Apple (AAPL 0.21%) has historically not been one to make splashy acquisitions. The California tech giant made its largest purchase in 2014 by buying Beats Electronics for $3 billion. For a business valued today at close to $3 trillion, this was a tiny amount spent to propel Apple into the audio device business. 

A new potential target, Peloton Interactive (PTON 6.39%), might make sense for Apple to look at right now. The at-home fitness company was approaching a $50 billion market cap 12 months ago, but it has since fallen out of favor with Wall Street as the pandemic surge has faded. At the same time, Apple is in the midst of making a big push in the health and wellness space. 

Could it be a good idea for Apple to buy Peloton? Let's take a look. 

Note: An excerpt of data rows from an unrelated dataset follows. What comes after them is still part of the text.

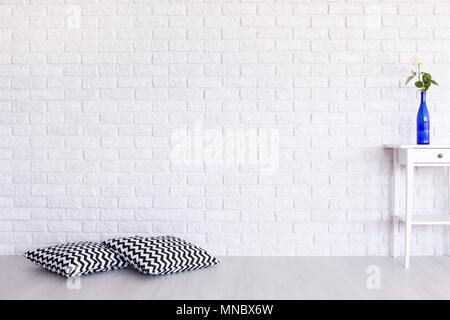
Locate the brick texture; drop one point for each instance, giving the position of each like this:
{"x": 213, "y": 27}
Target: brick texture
{"x": 91, "y": 93}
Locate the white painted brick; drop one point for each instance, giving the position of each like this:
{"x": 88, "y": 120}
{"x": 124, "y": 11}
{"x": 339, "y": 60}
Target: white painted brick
{"x": 87, "y": 116}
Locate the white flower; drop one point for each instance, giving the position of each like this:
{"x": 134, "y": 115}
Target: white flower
{"x": 417, "y": 60}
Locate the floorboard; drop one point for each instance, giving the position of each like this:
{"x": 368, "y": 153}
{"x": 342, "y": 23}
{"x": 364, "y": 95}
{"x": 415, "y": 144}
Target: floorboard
{"x": 241, "y": 278}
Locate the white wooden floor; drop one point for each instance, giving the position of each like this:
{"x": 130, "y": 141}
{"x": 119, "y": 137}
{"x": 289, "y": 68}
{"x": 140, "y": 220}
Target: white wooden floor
{"x": 241, "y": 278}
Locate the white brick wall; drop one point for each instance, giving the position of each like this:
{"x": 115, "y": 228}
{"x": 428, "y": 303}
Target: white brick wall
{"x": 91, "y": 92}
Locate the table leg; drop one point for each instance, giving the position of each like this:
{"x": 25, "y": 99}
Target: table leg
{"x": 409, "y": 211}
{"x": 396, "y": 205}
{"x": 448, "y": 206}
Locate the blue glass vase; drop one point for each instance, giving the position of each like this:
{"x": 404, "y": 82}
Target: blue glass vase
{"x": 423, "y": 121}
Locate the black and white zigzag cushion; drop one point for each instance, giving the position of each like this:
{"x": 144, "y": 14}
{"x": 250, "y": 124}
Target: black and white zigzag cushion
{"x": 161, "y": 255}
{"x": 76, "y": 259}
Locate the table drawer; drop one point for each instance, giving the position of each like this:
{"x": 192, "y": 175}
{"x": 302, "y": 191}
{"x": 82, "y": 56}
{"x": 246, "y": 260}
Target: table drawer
{"x": 430, "y": 155}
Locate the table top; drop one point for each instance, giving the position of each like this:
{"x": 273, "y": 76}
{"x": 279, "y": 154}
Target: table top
{"x": 417, "y": 146}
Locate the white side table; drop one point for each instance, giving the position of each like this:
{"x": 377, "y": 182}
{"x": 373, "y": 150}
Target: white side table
{"x": 410, "y": 156}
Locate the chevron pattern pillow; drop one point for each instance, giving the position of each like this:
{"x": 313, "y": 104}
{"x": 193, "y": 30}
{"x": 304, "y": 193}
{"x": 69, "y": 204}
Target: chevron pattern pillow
{"x": 161, "y": 255}
{"x": 76, "y": 259}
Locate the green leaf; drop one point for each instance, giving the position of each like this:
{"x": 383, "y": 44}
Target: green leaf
{"x": 409, "y": 79}
{"x": 434, "y": 82}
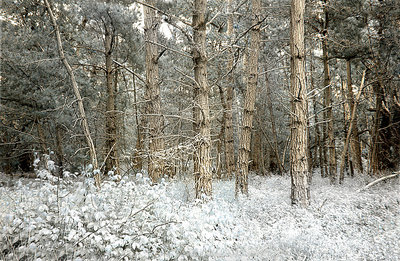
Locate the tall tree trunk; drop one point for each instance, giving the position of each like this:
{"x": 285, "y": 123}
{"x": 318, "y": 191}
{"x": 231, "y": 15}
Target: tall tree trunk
{"x": 137, "y": 161}
{"x": 347, "y": 141}
{"x": 374, "y": 149}
{"x": 59, "y": 150}
{"x": 355, "y": 141}
{"x": 328, "y": 101}
{"x": 300, "y": 177}
{"x": 202, "y": 171}
{"x": 228, "y": 122}
{"x": 273, "y": 125}
{"x": 82, "y": 113}
{"x": 155, "y": 119}
{"x": 111, "y": 127}
{"x": 249, "y": 100}
{"x": 317, "y": 141}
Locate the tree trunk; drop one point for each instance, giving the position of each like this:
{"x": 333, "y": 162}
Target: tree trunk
{"x": 354, "y": 142}
{"x": 202, "y": 171}
{"x": 300, "y": 177}
{"x": 111, "y": 127}
{"x": 59, "y": 150}
{"x": 229, "y": 141}
{"x": 317, "y": 141}
{"x": 249, "y": 100}
{"x": 155, "y": 120}
{"x": 273, "y": 126}
{"x": 138, "y": 157}
{"x": 328, "y": 101}
{"x": 346, "y": 143}
{"x": 374, "y": 149}
{"x": 85, "y": 126}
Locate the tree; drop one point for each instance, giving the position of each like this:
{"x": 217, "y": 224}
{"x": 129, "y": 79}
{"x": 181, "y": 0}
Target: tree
{"x": 82, "y": 112}
{"x": 152, "y": 95}
{"x": 328, "y": 98}
{"x": 249, "y": 100}
{"x": 228, "y": 112}
{"x": 202, "y": 171}
{"x": 300, "y": 177}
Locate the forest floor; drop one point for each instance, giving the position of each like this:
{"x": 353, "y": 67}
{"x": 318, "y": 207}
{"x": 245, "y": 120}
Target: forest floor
{"x": 70, "y": 219}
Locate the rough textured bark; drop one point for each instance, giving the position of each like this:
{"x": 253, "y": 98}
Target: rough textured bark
{"x": 273, "y": 125}
{"x": 111, "y": 127}
{"x": 155, "y": 120}
{"x": 328, "y": 101}
{"x": 300, "y": 177}
{"x": 138, "y": 158}
{"x": 81, "y": 109}
{"x": 317, "y": 141}
{"x": 374, "y": 160}
{"x": 354, "y": 140}
{"x": 228, "y": 122}
{"x": 59, "y": 150}
{"x": 346, "y": 143}
{"x": 249, "y": 101}
{"x": 202, "y": 171}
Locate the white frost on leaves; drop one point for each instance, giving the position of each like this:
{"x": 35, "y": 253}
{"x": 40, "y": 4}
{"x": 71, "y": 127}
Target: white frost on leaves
{"x": 134, "y": 220}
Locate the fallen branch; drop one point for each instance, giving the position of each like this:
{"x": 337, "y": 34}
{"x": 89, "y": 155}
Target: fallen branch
{"x": 379, "y": 180}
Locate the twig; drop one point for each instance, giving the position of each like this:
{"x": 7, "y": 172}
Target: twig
{"x": 379, "y": 180}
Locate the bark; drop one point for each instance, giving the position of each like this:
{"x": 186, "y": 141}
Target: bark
{"x": 111, "y": 126}
{"x": 249, "y": 101}
{"x": 355, "y": 141}
{"x": 300, "y": 177}
{"x": 202, "y": 171}
{"x": 221, "y": 135}
{"x": 228, "y": 113}
{"x": 374, "y": 160}
{"x": 155, "y": 119}
{"x": 273, "y": 125}
{"x": 346, "y": 117}
{"x": 328, "y": 101}
{"x": 59, "y": 150}
{"x": 138, "y": 158}
{"x": 82, "y": 113}
{"x": 346, "y": 143}
{"x": 317, "y": 140}
{"x": 256, "y": 152}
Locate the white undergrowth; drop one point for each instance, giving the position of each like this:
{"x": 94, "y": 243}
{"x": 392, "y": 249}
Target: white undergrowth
{"x": 131, "y": 220}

Person riding an exercise bike at home.

Image source: Getty Images.

Apple can easily afford this acquisition

As of Sept. 25, Apple had $172.6 billion in liquidity on its balance sheet, which includes cash, cash equivalents, and marketable securities. This is a gargantuan amount, and based on Peloton's current market capitalization of $12 billion, Apple would have no problem executing an all-cash transaction (although it would definitely be at a premium to Peloton's current share price). 

If Apple bought Peloton tomorrow and the purchase ultimately didn't work out for whatever reason, it wouldn't make much of a dent in Apple's financial position. Apple produced $20.5 billion of net income in the latest fiscal quarter, and it generates ample amounts of free cash flow. Even if the deal were a flop, Apple would move on. In other words, the price tag is attractive, lowering the financial risk. 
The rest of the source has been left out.